Macrophage Control of Brucella abortus: Role of Reactive Oxygen Intermediates and Nitric Oxide

Abstract

Macrophages infected with Brucella abortus are able to kill intracellular brucellae over the first 12 to 24 hr following infection. Thereafter, the surviving brucellae replicate. We have shown previously that macrophages activated with interferon-γ (IFN-γ) have enhanced brucellacidal and brucellastatic activities. In studies reported here, treatment of macrophages with methylene blue, an electron carrier, enhanced the initial killing of intracellular brucellae, indicating their susceptibility to reactive oxygen intermediates. In addition, inhibitors of reactive oxygen intermediates partially blocked the antibrucella activities exhibited by both non-cytokine-treated and IFN-γ-activated macrophages.
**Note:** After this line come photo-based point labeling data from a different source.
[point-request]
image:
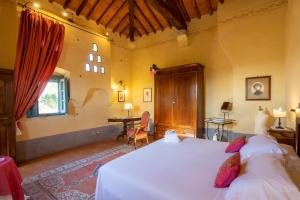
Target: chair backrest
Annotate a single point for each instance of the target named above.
(145, 120)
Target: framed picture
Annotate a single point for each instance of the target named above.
(147, 94)
(258, 88)
(121, 96)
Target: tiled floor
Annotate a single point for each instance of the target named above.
(33, 167)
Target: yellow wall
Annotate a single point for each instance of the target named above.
(8, 36)
(292, 58)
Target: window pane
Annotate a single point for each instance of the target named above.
(99, 60)
(48, 101)
(102, 70)
(87, 67)
(95, 47)
(91, 57)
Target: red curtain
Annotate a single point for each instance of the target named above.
(39, 47)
In contrast, addition of up to 5 m M N G-monomethyl-L-arginine, to block generation of nitric oxide, resulted in minor but significant levels of blocking of macrophage antibrucella activities only when macrophages were not maximally activated even though maximally activated macrophages produced nitric oxide as indicated by accumulation of nitrite in culture supernatants. In addition, while the J774A.1 macrophage cell line had antibrucella activities which were enhanced by IFN-γ activation, it did not produce nitric oxide when activated with IFN-γ and infected with B. abortus. Finally, the IFN-γ-induced enhancement of antibrucella activities by peritoncal macrophages was inhibited by addition of antitumor necrosis factor-α (TNF-α) antibodies to the cultures, indicating that TNF-α is necessary for full expression of the macrophage antibrucella activities.